Pada 1995, ketika Pram menerima hadiah Magsaysay, sebenarnya komunisme sudah “habis”, ditandai dengan diterapkannya “glasnost” dan “perestroika” di Uni Soviet dan robohnya Tembok Berlin yang memisahkan Jerman Barat dan Jerman Timur. Pada saat yang bersamaan, di Indonesia, dominasi Presiden Soeharto yang memaksakan ideologi Pancasila sebagai satu-satunya asas bagi partai politik dan organisasi massa sedang masuk menuju masa-masa puncak kejayaan Orde Barunya. Dalam hal ini, Presiden Soeharto telah memilih untuk menyingkirkan lawan-lawan politiknya yang menentang asas tunggal Pancasila. Beberapa contoh kasus, dapat disebutkan di sini, Kelompok Petisi 50 yang dimotori Ali Sadikin (1980), kelompok Islam yang kemudian bermuara pada peristiwa tragedia Tanjung Priok (1984) adalah gerakan penentang yang coba disingkirkan penguasa Orde Baru. Jika kelompok-kelompok penentang itu sedikit pun tidak diberi ruang gerak, apalagi kelompok komunis yang menurut pandangan pemerintah Orde Baru sebagai dalang peristiwa G30S/PKI 1965 yang membawa korban sejumlah jenderal Angkatan Darat.
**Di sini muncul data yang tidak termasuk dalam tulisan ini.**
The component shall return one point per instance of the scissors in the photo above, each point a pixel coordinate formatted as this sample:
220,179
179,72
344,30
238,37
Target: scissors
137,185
Dalam situasi politik seperti itulah Pramoedya Ananta Toer mendapat penghargaan berupa hadiah Magsaysay. Ketika Pram “teraniaya” oleh pemerintahan Soeharto, Pram dan para pendukungnya merasa bahwa ketika itu tidak ada seorang pun yang coba melakukan pembelaan terhadapnya. Yang dimaksud dengan “pembelaan” di sini adalah pembelaan secara hukum, karena fakta menunjukkan bahwa Pramoedya Ananta Toer dipenjara dan diasingkan di Pulau Buru tanpa melalui proses pengadilan.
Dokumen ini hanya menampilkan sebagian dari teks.